Das OLG Hamm legt zunächst die Grundsätze der Verkehrssicherungspflicht dar, wonach der verkehrssicherungspflichtige Straßenbaulastträger im Rahmen des Zumutbaren darauf hinwirken muss, dass die Verkehrsteilnehmer nicht zu Schaden kommen.

Allerdings muss der Verkehrssicherungspflichtige nicht für alle denkbaren, entfernten Möglichkeiten eines Schadenseintritts Vorsorge treffen, da dies praktisch nicht zu gewährleisten ist.
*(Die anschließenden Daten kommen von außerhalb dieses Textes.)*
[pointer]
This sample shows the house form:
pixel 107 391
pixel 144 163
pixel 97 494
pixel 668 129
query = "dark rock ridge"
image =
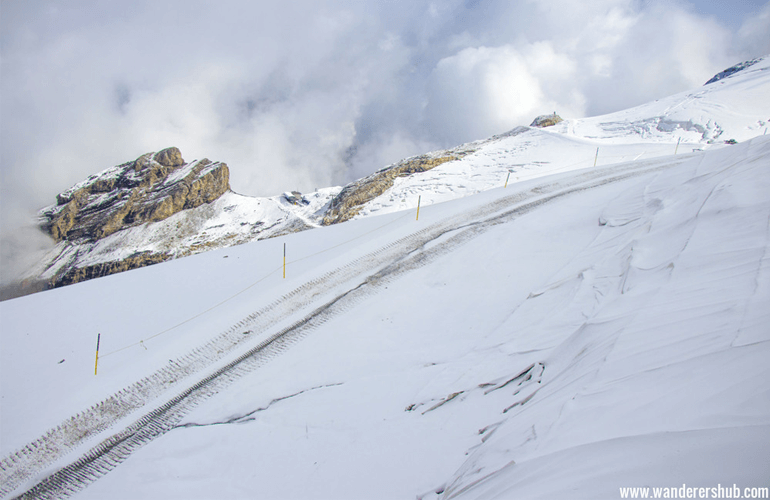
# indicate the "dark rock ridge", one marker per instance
pixel 153 187
pixel 351 199
pixel 733 69
pixel 546 120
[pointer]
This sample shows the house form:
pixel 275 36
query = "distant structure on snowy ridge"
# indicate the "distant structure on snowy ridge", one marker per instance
pixel 733 69
pixel 546 120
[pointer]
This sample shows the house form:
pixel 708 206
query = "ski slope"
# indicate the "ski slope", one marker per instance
pixel 579 331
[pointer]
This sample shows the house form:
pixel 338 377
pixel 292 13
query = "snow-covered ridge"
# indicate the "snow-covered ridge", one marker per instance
pixel 582 330
pixel 730 109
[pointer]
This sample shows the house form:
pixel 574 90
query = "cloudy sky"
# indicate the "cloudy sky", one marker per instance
pixel 313 93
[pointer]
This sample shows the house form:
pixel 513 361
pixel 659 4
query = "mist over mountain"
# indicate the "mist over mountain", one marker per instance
pixel 314 94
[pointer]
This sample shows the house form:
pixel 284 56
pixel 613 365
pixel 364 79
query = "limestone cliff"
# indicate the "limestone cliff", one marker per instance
pixel 149 189
pixel 153 187
pixel 350 200
pixel 546 120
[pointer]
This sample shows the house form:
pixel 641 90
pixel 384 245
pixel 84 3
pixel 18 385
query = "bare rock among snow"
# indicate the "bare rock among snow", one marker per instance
pixel 351 199
pixel 546 120
pixel 153 187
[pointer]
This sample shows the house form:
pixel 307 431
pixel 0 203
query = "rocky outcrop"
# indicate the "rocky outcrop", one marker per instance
pixel 546 120
pixel 351 199
pixel 733 69
pixel 153 187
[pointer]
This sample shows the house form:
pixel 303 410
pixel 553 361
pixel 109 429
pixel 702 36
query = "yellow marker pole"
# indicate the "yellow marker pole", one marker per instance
pixel 96 363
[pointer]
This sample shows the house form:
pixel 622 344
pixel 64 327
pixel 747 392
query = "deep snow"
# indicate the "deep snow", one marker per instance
pixel 563 337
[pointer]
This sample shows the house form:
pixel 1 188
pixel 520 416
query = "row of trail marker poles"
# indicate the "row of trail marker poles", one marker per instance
pixel 96 363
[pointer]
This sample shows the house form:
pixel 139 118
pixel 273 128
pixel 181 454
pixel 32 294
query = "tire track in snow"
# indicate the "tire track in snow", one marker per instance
pixel 382 265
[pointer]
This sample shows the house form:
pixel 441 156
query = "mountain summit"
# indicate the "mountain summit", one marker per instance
pixel 159 207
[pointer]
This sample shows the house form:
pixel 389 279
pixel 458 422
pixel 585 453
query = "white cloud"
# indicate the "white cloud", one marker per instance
pixel 310 93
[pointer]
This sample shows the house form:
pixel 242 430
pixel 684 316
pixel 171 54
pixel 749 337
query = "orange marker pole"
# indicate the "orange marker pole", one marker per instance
pixel 96 363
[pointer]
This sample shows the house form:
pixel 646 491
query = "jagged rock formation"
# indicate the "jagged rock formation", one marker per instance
pixel 349 202
pixel 546 120
pixel 153 187
pixel 733 69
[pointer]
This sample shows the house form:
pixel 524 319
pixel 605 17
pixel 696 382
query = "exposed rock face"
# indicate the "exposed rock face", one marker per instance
pixel 78 274
pixel 153 187
pixel 546 120
pixel 733 69
pixel 350 200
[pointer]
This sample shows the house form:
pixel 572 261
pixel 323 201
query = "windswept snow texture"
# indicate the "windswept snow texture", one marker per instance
pixel 734 109
pixel 560 338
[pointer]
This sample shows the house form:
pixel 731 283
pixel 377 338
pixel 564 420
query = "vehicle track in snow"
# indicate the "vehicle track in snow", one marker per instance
pixel 167 395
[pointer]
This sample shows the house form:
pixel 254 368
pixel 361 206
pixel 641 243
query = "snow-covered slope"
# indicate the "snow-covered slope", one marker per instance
pixel 733 108
pixel 563 337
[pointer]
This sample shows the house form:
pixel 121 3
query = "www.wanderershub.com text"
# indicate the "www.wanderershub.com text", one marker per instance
pixel 685 491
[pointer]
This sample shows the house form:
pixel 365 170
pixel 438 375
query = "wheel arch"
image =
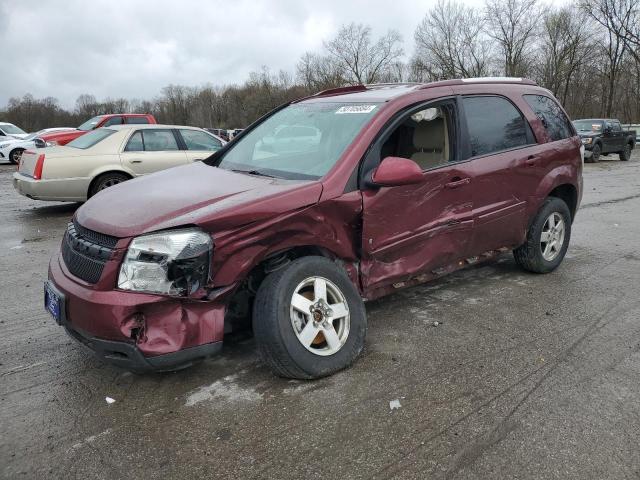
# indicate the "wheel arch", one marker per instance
pixel 239 312
pixel 102 173
pixel 568 193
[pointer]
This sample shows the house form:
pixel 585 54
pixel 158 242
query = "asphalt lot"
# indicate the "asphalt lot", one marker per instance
pixel 527 376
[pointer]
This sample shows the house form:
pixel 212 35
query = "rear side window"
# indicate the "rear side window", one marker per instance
pixel 494 124
pixel 135 143
pixel 198 140
pixel 88 140
pixel 551 115
pixel 137 120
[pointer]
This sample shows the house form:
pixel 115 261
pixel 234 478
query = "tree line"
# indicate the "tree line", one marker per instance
pixel 586 53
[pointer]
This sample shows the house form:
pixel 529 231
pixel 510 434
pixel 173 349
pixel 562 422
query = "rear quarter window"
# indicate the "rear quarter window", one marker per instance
pixel 138 120
pixel 90 139
pixel 551 115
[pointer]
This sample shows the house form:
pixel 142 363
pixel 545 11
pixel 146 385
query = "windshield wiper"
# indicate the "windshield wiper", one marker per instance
pixel 253 172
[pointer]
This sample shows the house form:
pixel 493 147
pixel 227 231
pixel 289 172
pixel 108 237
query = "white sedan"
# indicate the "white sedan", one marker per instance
pixel 107 156
pixel 9 130
pixel 11 148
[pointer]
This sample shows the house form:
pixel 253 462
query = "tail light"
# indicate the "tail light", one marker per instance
pixel 37 171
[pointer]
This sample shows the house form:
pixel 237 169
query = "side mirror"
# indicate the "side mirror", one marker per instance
pixel 396 171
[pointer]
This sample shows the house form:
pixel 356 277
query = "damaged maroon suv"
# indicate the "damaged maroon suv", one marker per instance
pixel 328 201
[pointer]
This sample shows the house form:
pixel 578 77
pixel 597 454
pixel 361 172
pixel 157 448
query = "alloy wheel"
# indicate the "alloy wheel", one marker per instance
pixel 552 236
pixel 320 316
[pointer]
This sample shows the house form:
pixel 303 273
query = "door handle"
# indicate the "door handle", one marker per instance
pixel 457 182
pixel 531 160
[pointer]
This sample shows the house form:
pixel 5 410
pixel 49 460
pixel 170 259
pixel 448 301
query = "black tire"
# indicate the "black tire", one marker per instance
pixel 278 344
pixel 15 154
pixel 529 255
pixel 107 180
pixel 625 155
pixel 595 153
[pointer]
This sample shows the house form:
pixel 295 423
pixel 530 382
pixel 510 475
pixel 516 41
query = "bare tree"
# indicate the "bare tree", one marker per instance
pixel 565 46
pixel 451 43
pixel 513 24
pixel 361 60
pixel 619 20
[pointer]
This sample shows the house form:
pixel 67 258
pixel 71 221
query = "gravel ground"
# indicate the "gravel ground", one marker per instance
pixel 526 376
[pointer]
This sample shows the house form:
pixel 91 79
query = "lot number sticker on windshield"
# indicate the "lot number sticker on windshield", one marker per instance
pixel 355 109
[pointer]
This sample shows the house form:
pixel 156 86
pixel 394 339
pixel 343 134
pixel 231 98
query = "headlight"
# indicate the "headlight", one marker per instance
pixel 172 263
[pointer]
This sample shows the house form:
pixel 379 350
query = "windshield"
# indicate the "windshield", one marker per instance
pixel 301 141
pixel 12 129
pixel 90 124
pixel 88 140
pixel 588 125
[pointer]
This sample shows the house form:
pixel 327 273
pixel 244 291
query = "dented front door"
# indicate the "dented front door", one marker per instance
pixel 415 229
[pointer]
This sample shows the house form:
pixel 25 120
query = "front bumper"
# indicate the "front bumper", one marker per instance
pixel 128 356
pixel 136 331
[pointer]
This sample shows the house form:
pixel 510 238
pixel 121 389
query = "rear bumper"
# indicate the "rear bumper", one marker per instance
pixel 136 331
pixel 56 190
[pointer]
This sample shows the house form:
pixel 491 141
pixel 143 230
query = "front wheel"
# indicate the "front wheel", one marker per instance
pixel 625 155
pixel 547 238
pixel 308 319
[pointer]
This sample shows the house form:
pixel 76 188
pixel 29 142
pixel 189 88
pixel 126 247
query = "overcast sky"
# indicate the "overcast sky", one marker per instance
pixel 131 49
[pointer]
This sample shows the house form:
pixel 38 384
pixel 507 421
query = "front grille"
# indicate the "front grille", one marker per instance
pixel 95 237
pixel 86 252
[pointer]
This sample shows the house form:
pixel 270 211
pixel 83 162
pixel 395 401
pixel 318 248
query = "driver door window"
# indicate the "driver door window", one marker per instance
pixel 425 137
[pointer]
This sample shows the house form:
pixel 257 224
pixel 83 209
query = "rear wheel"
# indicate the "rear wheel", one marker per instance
pixel 308 319
pixel 625 155
pixel 107 180
pixel 15 155
pixel 547 238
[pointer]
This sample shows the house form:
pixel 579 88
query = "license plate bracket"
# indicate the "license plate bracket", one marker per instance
pixel 54 302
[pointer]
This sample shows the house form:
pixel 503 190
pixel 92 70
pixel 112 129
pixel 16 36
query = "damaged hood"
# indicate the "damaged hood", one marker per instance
pixel 195 194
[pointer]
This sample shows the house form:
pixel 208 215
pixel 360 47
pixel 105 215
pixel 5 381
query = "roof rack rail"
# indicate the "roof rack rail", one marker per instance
pixel 339 90
pixel 463 81
pixel 393 84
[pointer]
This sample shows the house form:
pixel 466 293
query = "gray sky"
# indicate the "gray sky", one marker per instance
pixel 132 48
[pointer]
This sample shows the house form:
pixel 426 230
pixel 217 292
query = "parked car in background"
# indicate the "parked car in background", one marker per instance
pixel 602 136
pixel 391 186
pixel 62 138
pixel 219 132
pixel 108 156
pixel 9 130
pixel 12 149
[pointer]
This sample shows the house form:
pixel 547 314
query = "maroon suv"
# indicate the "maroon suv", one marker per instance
pixel 337 198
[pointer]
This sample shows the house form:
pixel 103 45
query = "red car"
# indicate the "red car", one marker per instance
pixel 322 204
pixel 62 138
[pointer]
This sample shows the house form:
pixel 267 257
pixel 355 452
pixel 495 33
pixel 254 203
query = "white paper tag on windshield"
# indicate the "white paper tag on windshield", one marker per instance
pixel 355 109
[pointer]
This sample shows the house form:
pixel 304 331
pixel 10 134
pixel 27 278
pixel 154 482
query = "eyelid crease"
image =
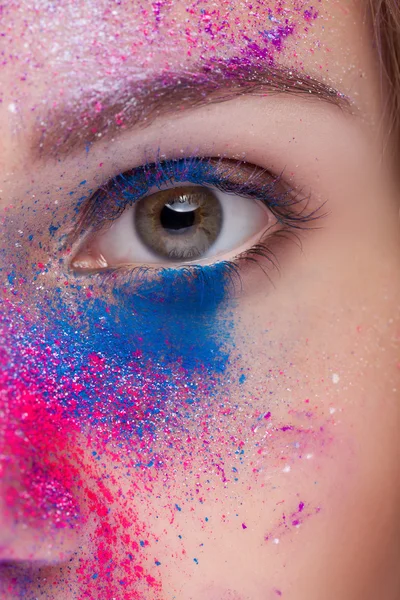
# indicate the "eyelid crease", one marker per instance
pixel 228 175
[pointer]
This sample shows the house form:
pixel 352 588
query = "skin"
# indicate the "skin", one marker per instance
pixel 317 342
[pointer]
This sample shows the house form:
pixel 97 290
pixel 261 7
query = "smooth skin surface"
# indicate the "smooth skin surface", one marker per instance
pixel 318 340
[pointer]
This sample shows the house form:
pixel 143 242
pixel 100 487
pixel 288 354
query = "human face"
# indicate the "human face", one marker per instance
pixel 199 388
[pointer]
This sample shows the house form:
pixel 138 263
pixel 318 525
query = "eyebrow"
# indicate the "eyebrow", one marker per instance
pixel 98 116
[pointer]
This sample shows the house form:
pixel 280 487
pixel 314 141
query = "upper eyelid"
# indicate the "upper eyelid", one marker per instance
pixel 98 207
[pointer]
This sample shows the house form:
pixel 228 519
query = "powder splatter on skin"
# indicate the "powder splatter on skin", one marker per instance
pixel 117 417
pixel 104 45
Vielmehr ist ein Tätigwerden des Verkehrssicherungspflichtigen erst geboten, wenn sich für ein sachkundiges Urteil die naheliegende Möglichkeit einer Rechtsgutsverletzung Dritter ergibt.

Das OLG Hamm bestätigt sodann die Einschätzung des Landgerichts, dass eine abhilfebedürftige Gefahrenquelle vorliegt, wenn eine Gehwegpflasterung bei Regenfällen nach einer längeren Trockenperiode derart rutschig wird, dass Fußgänger oder Radfahrer, die mit dieser Gefahr nicht rechnen, stürzen können.

Ergänzend weist das OLG Hamm darauf hin, dass dieser Umstand der beklagten Kommune bereits vor dem Unfall bekannt war, ohne dass Abhilfe geschaffen wurde. Erst zeitlich nach dem Unfall der Klägerin habe die Kommune zunächst mit Hochdruckreinigern und schließlich durch Einsatz einer Kehrmaschine mit rotierenden Bürsten versucht, den Belag auf den Pflastersteinen zu beseitigen.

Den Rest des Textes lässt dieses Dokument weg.